Windows 11 Is Winning Over Gamers On Steam But Can It Catch Windows 10?

Windows 11 desktop
Windows 11 is gaining steam among gamers, or more specifically, is adding more Steam gamers to its ranks. That's according to Valve's latest Steam survey data, which contains a wealth of statistics for the digital distribution platform. The recently updated figures show that Windows 11 adoption on the platform grew by 2.94% in August 2022.

That is not an insignificant rise for a single month. Furthermore, looking at the data more broadly, Windows 11 now accounts for around a quarter (24.71%) of all Steam users. The question is, what does this data really mean? Well, it's complicated.

For one, bear in mind that Steam's monthly survey results are not all-inclusive. As Valve clearly states, "participation in the survey is optional, and anonymous." It's not clear exactly how many machines Steam pings, but it's not every PC on the platform. There are numerous factors that can skew the results.

Nevertheless, the survey data is probably the best snapshot of gaming trends available, given Steam's market dominance. Valve considers the data "incredibly helpful to us as we make decisions about what kinds of technology investments and products to offer," so it's not a haphazard collection of numbers.

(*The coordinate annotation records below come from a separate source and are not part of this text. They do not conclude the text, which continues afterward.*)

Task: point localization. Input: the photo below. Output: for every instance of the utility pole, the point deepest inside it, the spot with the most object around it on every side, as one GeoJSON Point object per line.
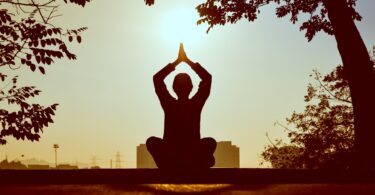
{"type": "Point", "coordinates": [94, 161]}
{"type": "Point", "coordinates": [118, 160]}
{"type": "Point", "coordinates": [56, 146]}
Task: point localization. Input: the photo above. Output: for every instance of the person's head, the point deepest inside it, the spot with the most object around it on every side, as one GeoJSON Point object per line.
{"type": "Point", "coordinates": [182, 85]}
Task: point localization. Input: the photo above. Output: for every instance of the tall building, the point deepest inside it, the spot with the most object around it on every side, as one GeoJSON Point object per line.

All that said, here's the current OS breakdown...

There's still a sizable gulf between Windows 10, the most used OS on Steam with a 71.82% share (64-bit and 32-bit combined), and Windows 11. This is roughly in line with the landscape as a whole—according to the latest data from StatCounter, Windows 10 accounts for 71.91% of all Windows desktops versus Windows 11 at 13.08%.

By and large, new PCs ship with Windows 11, so it stands to reason that Microsoft's latest OS would grab more share over time (no duh, right?). That's definitely part of it. Microsoft has also been lax about upgrades to Windows 11 from Windows 10.

For gamers, there are certainly some advantages to running Windows 11. It has a better grasp of how to manage hybrid CPU architectures, which can yield a performance boost on Alder Lake and presumably Raptor Lake when it arrives. According to Microsoft, while its DirectStorage API is compatible on both Windows 11 and 10, it's better optimized on the former.

Whether Windows 11 ever catches up to Windows 10 in share, either wholesale and/or among Steam gamers, that depends on various factors. Perhaps the biggest one is the rumor that Microsoft is planning a return to version upgrades, starting with Windows 12 in 2024. As the story goes, Microsoft will release major new versions of Windows every three years, rather than continually updating Windows 11. We'll see.